Wednesday, April 29, 2009

Unintended and useful feature

As mentioned in the PD below now that both modules KVS and KVS2 are working it is very easy and actually extremely useful to integrate both. I believe the best way to do that is to make KVS post into KVS2 and once the cache is expired, delete the data again, hence creating a distributed "short term memory". This looks like complete awesomeness for NPC memory data, imagine a NPC being killed over and over by the same player, he could remember him for a while or to avoid NPC grieving, maybe it elevates its level each time, quest givers remembering for some time who visited them, a reminder when somebody casts a spell or the spell cooldown time. Sounds like fun and it was fairly easy to implement, too. A couple of lines to check for KVS2 and then shoot the data to it. It had not occurred to me before, but our brain also has like 6 different memory types, so why not simulate it. And of course, the data is replicated to the other nodes that run KVS/KVS2. Now I am almost ready to replace mnesia.

And on another note, since I migrated to Ubuntu, programming is so much more fun, this is how my desktop looks like, you can see the cube spinning with an aquarium in the mid, a text windows for code edition and on each plane a separate Erlang VM, very nice, programming in 3D, not on the level of Swordfish, but well almost. Oh and the background is made from an Stargate Atlantis "the Sunken City" wallpaper I modified to become a very nice looking seamless skydome.



Friday, April 24, 2009

Replicate this !!!

Before we start, I installed the SMASH framework on a Linux machine and boy are those sockets fast, the message sync error commented in the post below does not occur, curious, latency speed gain 3:1 over Windows sockets, I am impressed.

But that is no the main topic of today, I have gone over the edge and I am currently programming a 2nd Key Value Server (KVS2). The original KVS server is a Key Value (or Name server), that caches function call results for x amount of time recaching every n seconds, the KVS2 is different. KVS2 is designed to be a database, aka mnesia, replacement.

Mnesia is a very cool design and I like it, I especially love the fact that f.e. RAM nodes can access the DB just by declaring where the master DB is, you can fragment a DB over several nodes, it has transaction capabilities and it can reside on several nodes. If you have a lazy look up application that is awesome, but I found in real life that usually the different nodes cannot keep up with transaction volume of a MMO framework in absolutely no way, if I create one master node then I face the challenge that when a slave node does a transaction it can take up to several seconds to get a result back and if the master goes down, well, so does the whole system, if you define several masters, synchronization takes too long, way to long and if one node goes down the other starts complaining and blows up.

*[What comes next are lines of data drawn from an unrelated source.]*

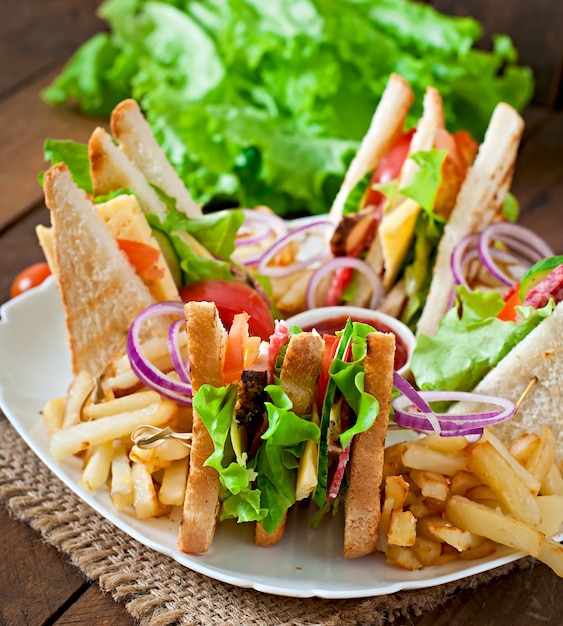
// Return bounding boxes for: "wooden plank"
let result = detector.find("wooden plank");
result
[430,0,563,108]
[0,67,107,231]
[0,0,106,95]
[512,113,563,254]
[0,504,87,626]
[410,564,563,626]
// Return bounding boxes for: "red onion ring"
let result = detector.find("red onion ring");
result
[235,209,288,246]
[257,220,335,277]
[450,222,555,287]
[392,391,516,437]
[126,302,192,406]
[305,256,385,309]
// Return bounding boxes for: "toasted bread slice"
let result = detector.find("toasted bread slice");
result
[344,333,395,559]
[395,87,446,206]
[88,127,168,221]
[44,163,155,376]
[417,102,524,335]
[254,332,325,547]
[329,74,414,224]
[452,302,563,457]
[178,302,226,554]
[110,99,201,217]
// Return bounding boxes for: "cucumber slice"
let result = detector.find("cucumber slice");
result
[152,228,183,289]
[520,256,563,302]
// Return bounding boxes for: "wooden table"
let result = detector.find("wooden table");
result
[0,0,563,626]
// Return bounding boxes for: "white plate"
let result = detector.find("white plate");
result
[0,279,556,598]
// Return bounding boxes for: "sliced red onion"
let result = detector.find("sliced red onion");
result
[393,391,516,437]
[305,256,385,309]
[126,302,192,406]
[450,222,554,287]
[450,233,479,287]
[235,209,288,246]
[168,317,192,385]
[257,220,335,277]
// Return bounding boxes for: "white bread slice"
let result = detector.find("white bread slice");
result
[344,333,395,559]
[452,302,563,458]
[44,163,155,376]
[329,74,414,224]
[178,302,226,554]
[394,87,446,206]
[254,332,325,547]
[110,99,201,217]
[96,194,180,302]
[88,127,168,221]
[417,102,524,336]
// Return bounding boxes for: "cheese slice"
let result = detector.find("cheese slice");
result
[378,198,420,291]
[96,194,180,302]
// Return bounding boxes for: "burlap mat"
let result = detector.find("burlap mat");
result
[0,413,531,626]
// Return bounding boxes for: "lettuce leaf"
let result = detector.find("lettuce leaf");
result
[193,385,266,522]
[43,0,533,214]
[410,287,554,391]
[250,385,320,533]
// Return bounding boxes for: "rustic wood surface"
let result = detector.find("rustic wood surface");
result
[0,0,563,626]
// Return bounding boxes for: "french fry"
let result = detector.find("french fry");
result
[63,370,95,428]
[526,426,556,493]
[459,539,497,561]
[468,441,541,526]
[82,441,113,491]
[41,398,65,437]
[428,522,483,552]
[479,428,540,495]
[377,476,409,552]
[131,463,170,519]
[412,535,442,567]
[446,496,545,557]
[402,441,467,476]
[50,400,177,461]
[158,456,189,506]
[540,463,563,496]
[508,433,540,465]
[387,511,416,547]
[450,470,483,496]
[385,545,422,572]
[409,469,450,500]
[109,439,134,510]
[537,538,563,577]
[83,391,160,420]
[536,495,563,537]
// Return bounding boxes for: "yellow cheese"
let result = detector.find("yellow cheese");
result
[295,408,320,501]
[96,195,180,302]
[378,198,420,290]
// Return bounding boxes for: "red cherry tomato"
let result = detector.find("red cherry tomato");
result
[117,239,164,280]
[364,128,415,206]
[180,280,274,341]
[10,263,51,298]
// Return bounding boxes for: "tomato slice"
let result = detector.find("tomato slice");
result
[364,128,415,206]
[180,280,274,341]
[10,262,51,298]
[497,281,522,322]
[117,239,164,280]
[317,335,340,404]
[223,313,249,384]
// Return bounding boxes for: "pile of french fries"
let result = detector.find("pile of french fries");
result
[42,339,192,519]
[42,339,563,576]
[377,426,563,576]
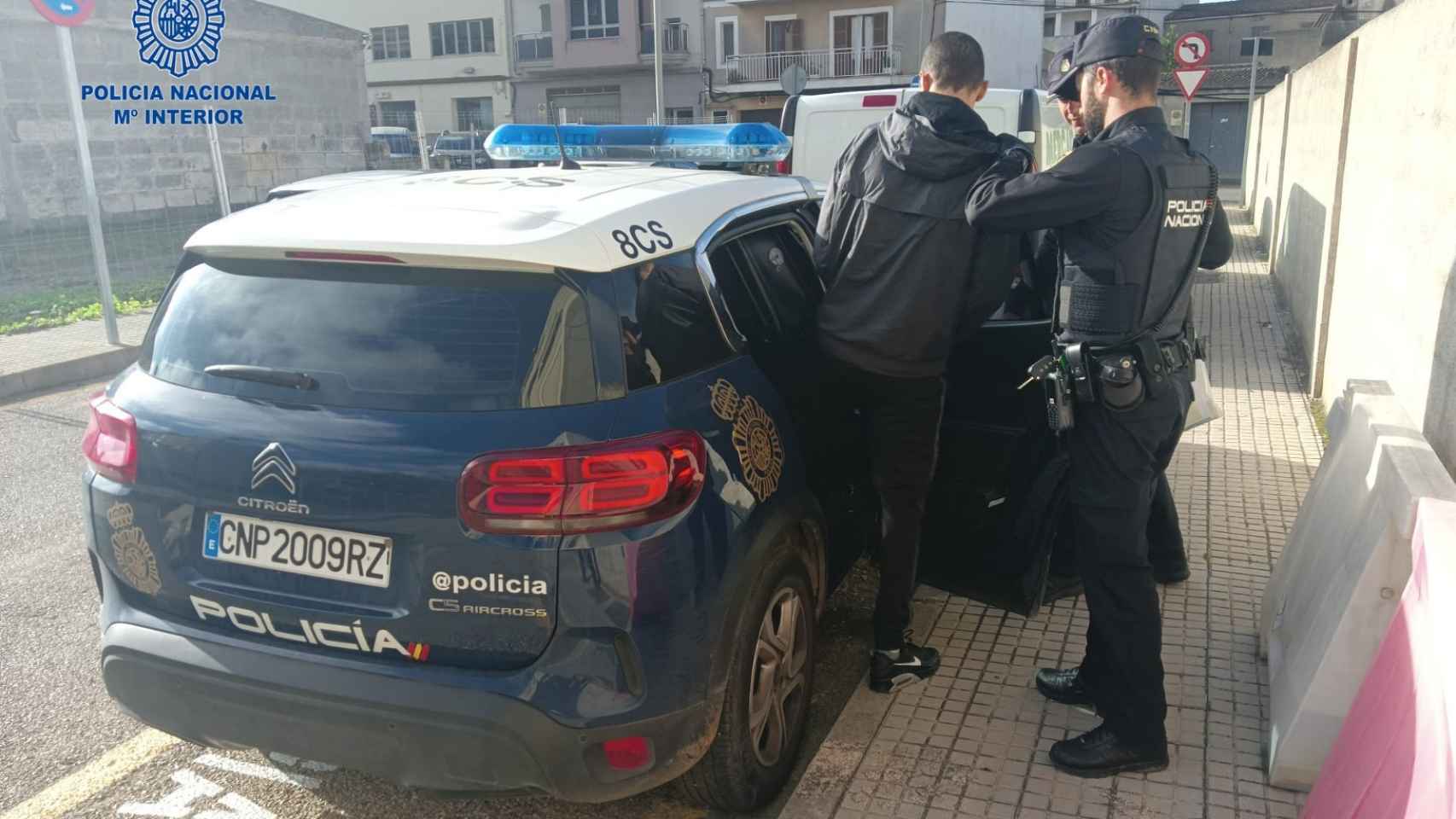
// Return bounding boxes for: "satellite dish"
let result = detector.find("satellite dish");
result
[779,62,810,96]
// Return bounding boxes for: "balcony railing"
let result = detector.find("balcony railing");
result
[726,45,900,83]
[515,32,552,62]
[641,23,687,54]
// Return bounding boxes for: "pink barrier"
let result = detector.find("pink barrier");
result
[1303,497,1456,819]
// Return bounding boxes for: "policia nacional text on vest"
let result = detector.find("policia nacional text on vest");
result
[967,16,1232,775]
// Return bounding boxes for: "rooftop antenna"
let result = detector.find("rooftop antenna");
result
[550,106,581,171]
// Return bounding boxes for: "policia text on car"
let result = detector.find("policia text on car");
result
[967,16,1232,775]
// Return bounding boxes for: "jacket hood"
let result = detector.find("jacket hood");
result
[877,91,999,180]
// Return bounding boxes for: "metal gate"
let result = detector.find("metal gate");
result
[1188,102,1249,185]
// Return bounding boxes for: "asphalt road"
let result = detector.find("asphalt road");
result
[0,384,875,819]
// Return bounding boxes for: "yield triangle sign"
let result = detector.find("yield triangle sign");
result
[1174,68,1208,102]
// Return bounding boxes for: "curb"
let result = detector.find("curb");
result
[0,345,141,402]
[779,586,951,819]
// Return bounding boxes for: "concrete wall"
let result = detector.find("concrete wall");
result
[1270,41,1356,375]
[1245,78,1293,247]
[1254,0,1456,468]
[0,0,369,295]
[1324,0,1456,468]
[937,3,1042,89]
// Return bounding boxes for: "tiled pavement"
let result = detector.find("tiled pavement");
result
[0,310,151,375]
[815,211,1322,819]
[0,310,151,402]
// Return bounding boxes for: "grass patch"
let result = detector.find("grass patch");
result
[0,278,171,336]
[1309,398,1330,450]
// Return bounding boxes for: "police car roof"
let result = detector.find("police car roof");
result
[268,167,429,195]
[186,167,808,270]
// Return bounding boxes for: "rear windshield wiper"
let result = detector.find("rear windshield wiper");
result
[202,363,319,390]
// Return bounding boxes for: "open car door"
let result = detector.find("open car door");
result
[918,318,1067,617]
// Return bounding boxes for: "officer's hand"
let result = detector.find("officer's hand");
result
[996,134,1037,173]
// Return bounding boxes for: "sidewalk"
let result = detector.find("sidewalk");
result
[0,310,151,400]
[782,211,1322,819]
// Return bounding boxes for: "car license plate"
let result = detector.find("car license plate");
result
[202,512,394,590]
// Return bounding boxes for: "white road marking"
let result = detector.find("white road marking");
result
[192,753,319,791]
[116,770,223,819]
[196,793,278,819]
[0,729,181,819]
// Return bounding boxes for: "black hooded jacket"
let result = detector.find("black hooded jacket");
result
[814,91,1019,378]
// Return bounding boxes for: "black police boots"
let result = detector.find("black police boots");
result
[1153,559,1192,584]
[1037,668,1093,706]
[1041,575,1082,602]
[1050,724,1168,778]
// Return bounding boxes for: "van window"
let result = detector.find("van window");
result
[141,260,597,412]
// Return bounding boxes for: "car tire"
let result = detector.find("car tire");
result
[680,544,817,813]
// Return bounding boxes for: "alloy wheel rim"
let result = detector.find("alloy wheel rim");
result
[748,588,808,767]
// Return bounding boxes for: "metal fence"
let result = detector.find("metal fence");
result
[0,16,370,347]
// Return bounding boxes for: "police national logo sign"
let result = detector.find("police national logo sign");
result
[708,378,783,501]
[131,0,227,78]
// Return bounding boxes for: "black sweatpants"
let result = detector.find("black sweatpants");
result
[1067,371,1192,742]
[814,355,945,652]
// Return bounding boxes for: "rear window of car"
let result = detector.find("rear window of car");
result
[141,260,597,412]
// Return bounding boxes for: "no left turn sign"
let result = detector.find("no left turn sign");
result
[1174,32,1213,68]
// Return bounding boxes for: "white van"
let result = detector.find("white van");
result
[779,87,1072,185]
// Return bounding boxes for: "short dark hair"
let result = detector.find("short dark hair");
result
[920,32,986,90]
[1086,57,1163,96]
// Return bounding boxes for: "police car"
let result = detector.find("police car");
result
[84,125,1051,810]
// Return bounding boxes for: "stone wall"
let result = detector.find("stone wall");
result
[0,0,369,299]
[1255,0,1456,470]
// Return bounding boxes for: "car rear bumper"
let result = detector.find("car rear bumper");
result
[102,623,718,802]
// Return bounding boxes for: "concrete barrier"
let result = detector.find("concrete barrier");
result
[1305,499,1456,819]
[1260,381,1456,788]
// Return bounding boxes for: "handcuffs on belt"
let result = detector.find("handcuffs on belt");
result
[1017,333,1203,432]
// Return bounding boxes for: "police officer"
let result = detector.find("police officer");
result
[1034,45,1190,600]
[967,16,1232,777]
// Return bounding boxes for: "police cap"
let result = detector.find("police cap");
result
[1047,45,1077,101]
[1072,15,1163,68]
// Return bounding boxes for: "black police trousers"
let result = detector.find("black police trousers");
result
[811,355,945,652]
[1066,369,1192,743]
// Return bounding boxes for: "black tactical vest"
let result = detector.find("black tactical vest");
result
[1057,119,1219,345]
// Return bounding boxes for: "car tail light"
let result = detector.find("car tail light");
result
[82,394,137,483]
[458,431,706,534]
[602,736,652,771]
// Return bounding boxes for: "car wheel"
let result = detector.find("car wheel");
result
[683,549,815,811]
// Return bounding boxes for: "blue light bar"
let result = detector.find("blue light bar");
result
[485,122,789,165]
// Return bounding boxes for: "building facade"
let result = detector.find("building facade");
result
[268,0,511,136]
[702,0,930,124]
[508,0,708,124]
[1159,0,1368,185]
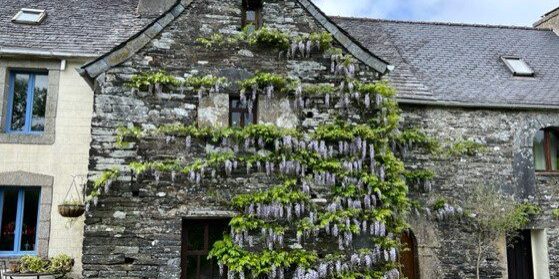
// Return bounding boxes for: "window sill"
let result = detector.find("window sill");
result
[0,132,54,145]
[536,171,559,176]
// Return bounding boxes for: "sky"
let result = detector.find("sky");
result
[313,0,559,26]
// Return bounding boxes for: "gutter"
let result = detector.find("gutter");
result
[396,98,559,111]
[0,47,99,59]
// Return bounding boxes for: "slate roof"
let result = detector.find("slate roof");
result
[0,0,154,57]
[333,17,559,107]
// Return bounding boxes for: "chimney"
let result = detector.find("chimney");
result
[136,0,177,16]
[533,7,559,32]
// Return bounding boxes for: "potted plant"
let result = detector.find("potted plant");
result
[58,200,85,218]
[3,254,74,278]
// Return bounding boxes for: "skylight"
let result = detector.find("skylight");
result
[12,8,47,24]
[502,56,534,77]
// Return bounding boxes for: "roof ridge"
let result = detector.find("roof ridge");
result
[330,16,553,31]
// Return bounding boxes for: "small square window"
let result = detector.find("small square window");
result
[5,71,48,134]
[532,128,559,172]
[229,96,258,127]
[12,9,47,24]
[502,57,534,76]
[242,0,262,29]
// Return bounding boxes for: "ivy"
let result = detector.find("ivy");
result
[404,170,435,181]
[245,27,290,50]
[196,25,334,55]
[88,168,120,200]
[127,71,181,90]
[240,72,296,93]
[208,236,318,278]
[303,83,336,96]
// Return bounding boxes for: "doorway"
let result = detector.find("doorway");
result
[398,230,419,279]
[181,218,229,279]
[507,230,534,279]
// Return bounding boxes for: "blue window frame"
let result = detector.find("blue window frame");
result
[5,71,48,134]
[0,187,41,256]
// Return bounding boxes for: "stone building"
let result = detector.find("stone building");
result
[0,0,559,278]
[74,0,559,278]
[0,0,160,275]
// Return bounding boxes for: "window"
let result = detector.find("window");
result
[181,219,229,279]
[533,128,559,171]
[502,57,534,76]
[6,71,48,134]
[229,96,258,127]
[12,9,47,24]
[242,0,262,29]
[0,187,41,256]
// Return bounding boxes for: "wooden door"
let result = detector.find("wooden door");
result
[399,231,419,279]
[507,230,534,279]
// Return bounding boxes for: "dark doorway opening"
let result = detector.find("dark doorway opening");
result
[181,218,229,279]
[398,231,419,279]
[507,230,534,279]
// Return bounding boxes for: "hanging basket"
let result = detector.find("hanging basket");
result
[58,175,85,218]
[58,204,85,218]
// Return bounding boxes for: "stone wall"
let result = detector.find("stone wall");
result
[83,0,559,278]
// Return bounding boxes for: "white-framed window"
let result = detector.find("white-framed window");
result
[12,8,47,24]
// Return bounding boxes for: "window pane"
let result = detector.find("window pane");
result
[533,130,545,171]
[231,112,242,127]
[10,73,29,131]
[31,75,49,132]
[247,11,256,23]
[200,257,219,279]
[245,112,254,125]
[20,187,41,251]
[549,131,559,170]
[186,223,204,251]
[0,188,19,251]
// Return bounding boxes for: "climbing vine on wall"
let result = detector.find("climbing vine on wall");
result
[91,36,490,279]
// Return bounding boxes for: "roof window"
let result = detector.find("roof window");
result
[502,56,534,77]
[12,8,47,24]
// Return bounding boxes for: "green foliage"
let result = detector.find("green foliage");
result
[245,27,290,50]
[48,254,74,274]
[309,32,334,50]
[89,167,120,198]
[208,236,318,278]
[240,72,296,93]
[396,129,440,153]
[13,254,74,274]
[433,197,447,211]
[231,179,310,209]
[183,75,227,90]
[127,71,180,90]
[356,81,396,98]
[404,170,435,181]
[312,121,382,142]
[115,127,143,148]
[17,255,49,273]
[196,25,334,51]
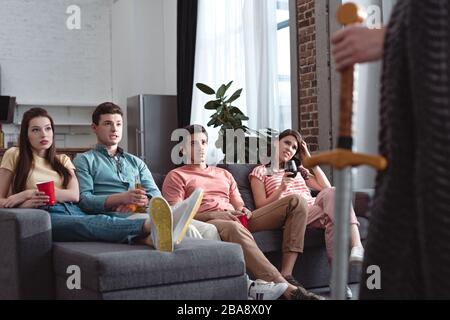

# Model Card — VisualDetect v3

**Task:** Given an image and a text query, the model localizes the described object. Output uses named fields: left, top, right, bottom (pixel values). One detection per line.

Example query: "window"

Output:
left=276, top=0, right=292, bottom=129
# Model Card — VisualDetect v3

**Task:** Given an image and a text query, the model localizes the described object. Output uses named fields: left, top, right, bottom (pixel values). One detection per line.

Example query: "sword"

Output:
left=303, top=3, right=387, bottom=300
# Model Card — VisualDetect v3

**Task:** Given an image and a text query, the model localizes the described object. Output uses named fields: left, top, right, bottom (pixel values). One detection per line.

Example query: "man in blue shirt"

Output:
left=74, top=102, right=202, bottom=251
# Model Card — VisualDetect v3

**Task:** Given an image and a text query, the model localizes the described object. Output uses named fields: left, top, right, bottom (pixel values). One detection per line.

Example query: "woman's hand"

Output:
left=279, top=172, right=295, bottom=192
left=300, top=140, right=311, bottom=160
left=331, top=25, right=385, bottom=71
left=3, top=190, right=37, bottom=208
left=19, top=191, right=50, bottom=208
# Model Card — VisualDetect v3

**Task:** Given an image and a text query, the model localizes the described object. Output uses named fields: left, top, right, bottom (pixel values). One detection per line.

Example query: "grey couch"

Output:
left=0, top=209, right=247, bottom=300
left=153, top=164, right=373, bottom=289
left=0, top=165, right=370, bottom=300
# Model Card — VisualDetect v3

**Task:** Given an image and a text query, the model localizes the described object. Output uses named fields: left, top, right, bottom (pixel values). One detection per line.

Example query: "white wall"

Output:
left=0, top=0, right=112, bottom=104
left=0, top=0, right=177, bottom=148
left=112, top=0, right=177, bottom=148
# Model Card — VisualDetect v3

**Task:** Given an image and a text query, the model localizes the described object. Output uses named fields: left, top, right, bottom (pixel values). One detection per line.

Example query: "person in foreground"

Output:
left=332, top=0, right=450, bottom=299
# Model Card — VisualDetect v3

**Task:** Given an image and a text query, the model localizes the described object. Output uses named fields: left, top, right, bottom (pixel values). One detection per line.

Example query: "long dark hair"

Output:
left=277, top=129, right=308, bottom=180
left=12, top=108, right=71, bottom=193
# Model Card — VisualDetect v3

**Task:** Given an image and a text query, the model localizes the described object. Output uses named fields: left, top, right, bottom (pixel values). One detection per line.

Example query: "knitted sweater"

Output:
left=360, top=0, right=450, bottom=299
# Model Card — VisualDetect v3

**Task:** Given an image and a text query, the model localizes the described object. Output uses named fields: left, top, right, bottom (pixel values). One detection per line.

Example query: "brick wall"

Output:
left=297, top=0, right=319, bottom=151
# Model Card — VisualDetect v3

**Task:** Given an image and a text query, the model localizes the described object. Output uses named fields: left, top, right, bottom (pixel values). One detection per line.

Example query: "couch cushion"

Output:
left=152, top=172, right=166, bottom=190
left=217, top=164, right=258, bottom=211
left=53, top=239, right=245, bottom=292
left=253, top=217, right=369, bottom=253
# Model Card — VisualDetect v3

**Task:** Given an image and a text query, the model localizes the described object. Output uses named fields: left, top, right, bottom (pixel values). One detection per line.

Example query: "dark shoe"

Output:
left=291, top=286, right=325, bottom=300
left=283, top=275, right=302, bottom=287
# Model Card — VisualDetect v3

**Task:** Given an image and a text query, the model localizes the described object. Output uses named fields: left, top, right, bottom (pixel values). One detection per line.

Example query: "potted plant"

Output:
left=196, top=81, right=275, bottom=163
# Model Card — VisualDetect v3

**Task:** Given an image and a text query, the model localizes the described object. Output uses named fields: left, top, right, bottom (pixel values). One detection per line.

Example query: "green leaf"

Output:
left=216, top=84, right=227, bottom=99
left=225, top=89, right=242, bottom=103
left=195, top=82, right=216, bottom=95
left=230, top=107, right=245, bottom=116
left=236, top=114, right=249, bottom=121
left=205, top=100, right=220, bottom=110
left=225, top=81, right=233, bottom=91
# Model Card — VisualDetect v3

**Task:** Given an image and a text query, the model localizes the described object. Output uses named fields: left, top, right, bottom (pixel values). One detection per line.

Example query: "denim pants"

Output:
left=42, top=203, right=145, bottom=243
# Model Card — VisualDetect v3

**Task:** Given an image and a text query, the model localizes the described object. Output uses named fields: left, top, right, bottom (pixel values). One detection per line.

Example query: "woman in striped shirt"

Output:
left=249, top=129, right=364, bottom=295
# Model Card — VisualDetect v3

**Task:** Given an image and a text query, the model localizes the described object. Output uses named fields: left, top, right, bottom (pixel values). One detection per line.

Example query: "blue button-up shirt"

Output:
left=74, top=144, right=161, bottom=213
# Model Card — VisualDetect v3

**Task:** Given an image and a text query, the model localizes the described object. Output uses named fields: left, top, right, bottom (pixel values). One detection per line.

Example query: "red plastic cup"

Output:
left=36, top=181, right=56, bottom=206
left=238, top=214, right=248, bottom=229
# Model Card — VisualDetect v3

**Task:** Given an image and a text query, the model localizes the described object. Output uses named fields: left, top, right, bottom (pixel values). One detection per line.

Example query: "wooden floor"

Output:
left=310, top=283, right=359, bottom=300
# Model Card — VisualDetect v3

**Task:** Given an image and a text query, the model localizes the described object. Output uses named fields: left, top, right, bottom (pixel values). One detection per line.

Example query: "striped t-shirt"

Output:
left=249, top=165, right=315, bottom=206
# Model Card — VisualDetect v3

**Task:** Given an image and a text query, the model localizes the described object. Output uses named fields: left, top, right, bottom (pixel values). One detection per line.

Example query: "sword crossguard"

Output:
left=303, top=149, right=387, bottom=171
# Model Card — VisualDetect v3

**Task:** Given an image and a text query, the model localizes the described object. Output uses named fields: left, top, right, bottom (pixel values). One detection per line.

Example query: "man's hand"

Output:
left=119, top=189, right=148, bottom=207
left=235, top=207, right=253, bottom=219
left=213, top=211, right=242, bottom=222
left=19, top=191, right=50, bottom=208
left=331, top=24, right=385, bottom=71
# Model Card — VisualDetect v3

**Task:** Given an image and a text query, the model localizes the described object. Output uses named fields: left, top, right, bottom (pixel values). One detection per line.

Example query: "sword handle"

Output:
left=302, top=149, right=387, bottom=170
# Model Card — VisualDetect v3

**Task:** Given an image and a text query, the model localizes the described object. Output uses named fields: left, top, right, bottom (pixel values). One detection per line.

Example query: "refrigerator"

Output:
left=127, top=94, right=178, bottom=174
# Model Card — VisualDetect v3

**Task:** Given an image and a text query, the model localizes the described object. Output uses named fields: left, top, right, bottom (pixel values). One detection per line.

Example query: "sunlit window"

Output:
left=277, top=0, right=292, bottom=129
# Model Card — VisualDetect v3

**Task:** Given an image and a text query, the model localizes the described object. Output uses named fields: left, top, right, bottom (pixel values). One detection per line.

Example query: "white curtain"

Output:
left=191, top=0, right=282, bottom=164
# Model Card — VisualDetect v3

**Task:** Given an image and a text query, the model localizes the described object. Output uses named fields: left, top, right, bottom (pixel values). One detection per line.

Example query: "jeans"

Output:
left=42, top=203, right=145, bottom=244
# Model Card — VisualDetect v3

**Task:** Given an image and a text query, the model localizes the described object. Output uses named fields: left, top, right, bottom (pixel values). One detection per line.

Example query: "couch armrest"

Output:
left=0, top=209, right=54, bottom=299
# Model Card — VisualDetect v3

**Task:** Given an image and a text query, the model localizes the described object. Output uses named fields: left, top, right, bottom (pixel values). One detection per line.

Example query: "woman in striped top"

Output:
left=249, top=130, right=364, bottom=298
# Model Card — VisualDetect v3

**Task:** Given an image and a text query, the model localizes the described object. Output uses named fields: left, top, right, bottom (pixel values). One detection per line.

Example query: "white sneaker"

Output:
left=248, top=279, right=288, bottom=300
left=149, top=197, right=173, bottom=252
left=349, top=246, right=364, bottom=263
left=172, top=188, right=203, bottom=244
left=329, top=283, right=353, bottom=300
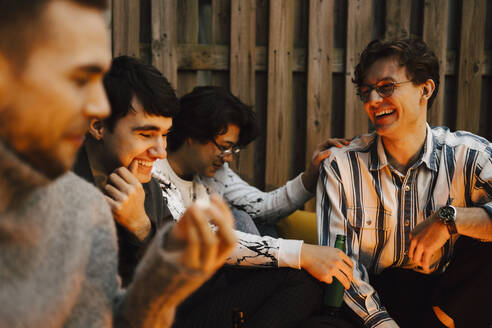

So here comes the salvation, I hope, the birth of KVS2. The code is distributed through the LB to the code and auto started. The first node in the system reads its data from text files and other slave nodes copy the tables over, each table runs as a named process. When you change or delete data that node will issue a broadcast to the other nodes to do the same transaction, hence they sync and each node enjoys having a local cache, speed, speed, speed. If the master goes down, big deal, the other KVS2 servers are linked to the master and detect its death, so they choose a new one, so far they pick the new master simply by name, I could also very easily ask the LB and cache with KVS the value, so that they all get the same answer, but ehm, I don't. This node is then declared the new master and end of story. The master saves the data every 5 min to disk and you can even force a node to be the master, like when the original comes back up. A word of warning here, if several nodes write to the same record, you can have confusing results, as there is no check that all nodes have the same data, if messages for the same record arrive in different order, you can have different records on each node, be careful, this general scheme assumes that only one process manages a certain record, like for example in SMASH, only supervisors write records. Yet when accuracy is critical, it is very easy to send a message to the master node, the rpc interface handles that, so it can send it to the master and the master will then send it around, an easy way to ensure transactions or uniqueness without conflicting records. Simple, short and powerful. Obviously this still needs to be tweaked and debugged, but it is already working. I will later on integrate a time stamp to enable servers to sync data if someone has more recent data, but for the time being I believe this new scheme solves my database requirements nicely, I have a local cache, self replicating data and a system that will work until the last node is shut down, removing all mnesia draw backs.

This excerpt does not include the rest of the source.